Qui en voulait à Yara (Chiaro Bono) un soir d’hiver en Lombardie ?

PLAISIR SURPRISE D’UN FILM INCONNU CROISÉ PAR HASARD SUR NETFLIX : UN POLAR JUDICIAIRE ITALIEN QUI SAISIT PEU À PEU LE SPECTATEUR.

Parfois, le soir, on ne sait pas trop quoi regarder, alors on zappe jusqu’à la migraine ophtalmique, passant en revue des kilos de visuels de films disponibles sur des plateformes qui coûtent un bras, et on s’arrête, lassé, sur Netflix, parce que l’ergonomie y est meilleure que partout ailleurs, et puis, tiens, la bande-annonce se lance en italien. C’est un film de Marco Tullio Giordana, récent, qui s’appelle Yara, on se souvient que c’est le réalisateur de Nos meilleures années et aussi des Cent pas, et qu’il y a toujours eu, au moins, de l’honnêteté dans son cinéma, alors, pourquoi pas ?

Quand le film commence, on se rend compte que c’est un true crime avec une ado disparue, une famille éplorée, une jolie procureure qui fait de la moto, et là on se rappelle qu’on n’a plus trop eu de nouvelles de Marco Tullio Giordana depuis les films cités plus haut, qu’il a passé les 70 ans et, d’ailleurs, peut-être ne travaille-t-il plus que pour la télé…? D’ailleurs, est-ce un film ? Un RAI-drama ? L’image est plate, la mise en scène minimale, on est à deux doigts d’envoyer un sms à un ami romain pour lui demander si, par malheur, sur son Netflix transalpin (le même), il a lui aussi assisté au naufrage, s’il en connaît les causes.

On se retient, et on a raison, parce que quelque chose, mystérieusement, prend. Il se peut que ce soit le récit, costaud : le film retrace minutieusement la longue enquête ayant suivi la mort violente de Yara Gambirasio, 13 ans, retrouvée morte en février 2011, trois mois après sa disparition, dans un terrain vague de Brembate, cité-dortoir proche de Bergame.
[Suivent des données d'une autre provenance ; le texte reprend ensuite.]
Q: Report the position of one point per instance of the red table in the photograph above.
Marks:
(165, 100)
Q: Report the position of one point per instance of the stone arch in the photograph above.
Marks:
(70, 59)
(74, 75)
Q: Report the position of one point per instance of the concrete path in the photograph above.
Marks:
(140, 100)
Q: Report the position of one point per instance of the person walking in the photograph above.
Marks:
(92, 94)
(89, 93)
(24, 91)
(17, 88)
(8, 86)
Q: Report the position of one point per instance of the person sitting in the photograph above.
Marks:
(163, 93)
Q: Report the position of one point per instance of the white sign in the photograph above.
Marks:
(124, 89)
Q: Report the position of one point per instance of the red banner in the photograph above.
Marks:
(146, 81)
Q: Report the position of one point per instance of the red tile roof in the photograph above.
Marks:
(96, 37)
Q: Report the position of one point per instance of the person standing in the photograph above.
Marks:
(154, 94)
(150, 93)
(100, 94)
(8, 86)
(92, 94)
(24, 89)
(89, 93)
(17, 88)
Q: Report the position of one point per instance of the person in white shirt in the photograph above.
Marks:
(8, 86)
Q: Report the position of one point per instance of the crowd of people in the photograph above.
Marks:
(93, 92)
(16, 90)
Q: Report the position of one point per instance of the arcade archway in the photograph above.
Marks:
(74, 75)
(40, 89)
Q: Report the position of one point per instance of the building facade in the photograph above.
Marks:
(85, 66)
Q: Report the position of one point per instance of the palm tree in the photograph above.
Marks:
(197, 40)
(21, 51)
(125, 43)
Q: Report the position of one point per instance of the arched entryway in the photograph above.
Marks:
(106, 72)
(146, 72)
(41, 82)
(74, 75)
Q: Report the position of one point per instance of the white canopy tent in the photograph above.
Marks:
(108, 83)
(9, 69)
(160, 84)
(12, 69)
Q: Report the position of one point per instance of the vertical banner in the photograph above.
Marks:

Il y a bien un ADN inconnu sur ses sous-vêtements, mais, à la différence de la France, l’Italie ne dispose pas d’un fichier dans lequel comparer les données retrouvées.

Alors, Letizia Ruggeri, la procureure motarde, lance une coûteuse opération de grande ampleur : recueillir le maximum d’ADN des habitants de la région, et comparer, comparer, comparer… Le truc patine pendant des mois, avance par à-coups via des rebondissements assez fous et l’enquêtrice acharnée en profite pour se mettre à dos sa hiérarchie, et, comprend-on à demi-mot, les instances politiques locales – on suppose que, dans cette région du Nord, la Ligue de Salvini doit avoir quelques adeptes et que le tout premier suspect marocain, arrêté puis rel^$aché, aurait parfaitement fait l’affaire.

Le film tire son efficacité d’un ultra-réalisme qui tient de l’entomologie, via un super casting qui fait défiler des tronches d’Italien(e)s moyen(e)s. On voit alors ce qui a pu remuer l’opinion au cours de cette quête vertigineuse d’ADN compatible : au fond, ce qui est su, mais rarement intégré, c’est que n’importe qui peut être coupable, sans signe extérieur de déviance. N’importe qui, c’est tout le monde – de fait, l’affaire a secoué l’opinion italienne, qui n’en finit pas de douter de son verdict. La sobre interprétation d’Isabelle Ragonese dans le rôle de la Signora Ruggeri, sans esbroufe ni effet de manche, fait le reste. Yara n’est pas un immense film de cinéma mais un bon film de plateforme, qu’on n’est pas mécontent d’avoir croisé par hasard, et auquel on est même heureux de s’être laissé abandonner, découvrant un autre visage de cette Italie qu’on aime tant.